8 November 2010Jimmy Pham
BBC News

Since opening the doors to his famous Koto – Know One Teach One – restaurant in Hanoi in 2000, he has helped around 400 homeless children to become industrious cooks.

At his non-profit hospitality training centre he has passed on both cooking and life skills.

“I came to Vietnam never wanting to start a project as big as Koto, I just wanted to make a difference,” he recalls.

“I look back now and realise that it has given me this incredible joy.”
Hand to mouth

Born in Ho Chi Minh City to a single mum with six children during the Vietnam war, Mr Pham lived in Australia from the age of eight before he returned to his homeland in the early 1990s.
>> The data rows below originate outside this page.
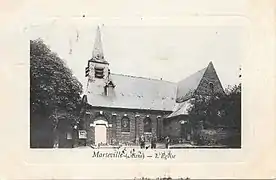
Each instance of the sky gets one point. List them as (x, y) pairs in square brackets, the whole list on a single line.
[(168, 52)]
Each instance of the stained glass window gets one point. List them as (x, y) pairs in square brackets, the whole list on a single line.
[(147, 125)]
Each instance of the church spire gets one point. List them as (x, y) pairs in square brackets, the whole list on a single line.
[(97, 53)]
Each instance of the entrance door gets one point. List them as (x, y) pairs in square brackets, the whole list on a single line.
[(100, 134)]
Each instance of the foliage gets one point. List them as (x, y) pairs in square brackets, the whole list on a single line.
[(54, 91), (218, 111), (52, 83)]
It was there his Koto project was born after he stumbled across a group of children selling coconuts on the streets in 1996.

“I found these street kids carrying coconuts and working 16 hours a day,” he explained to the BBC World Service’s Outlook programme. “They were living from hand to mouth.

“So I took them and 60 other kids to dinner for the next two weeks.”

But it was another three years before the idea for his restaurant first came to fruition.

“At the time I thought I knew better,” he admitted. “I gave them fish everyday for that period but then they pulled me aside.”

“They said: ‘Look we trust you now but you can’t keep on looking after us this way. We’re going to need a job. We need you to show us how to fish for ourselves’.”

From there, his Koto project was launched. Children not only learned how to cook but were taught lessons in life too.

“The first thing http://asnu.com.au/viagra-online/ you receive is housing and medical checks along with vaccinations,” Mr Pham explained.

“You learn about team building and life skills programmes, vocational training and English, which gives you the confidence to meet people.”
Presidential visit

Interest in his restaurant gathered pace and within months former US President Bill Clinton dropped by for a bite to eat with an entourage of 80 reporters.

So suspicious were the Vietnamese government following Mr Clinton’s stop-off that they feared Mr Pham was a member of the CIA.

“I think I was under watch for about three or four years after that,” he laughs. “But I’m glad we went through that phase because I’ve got the green light now to go on and do the wonderful things that Koto is doing.”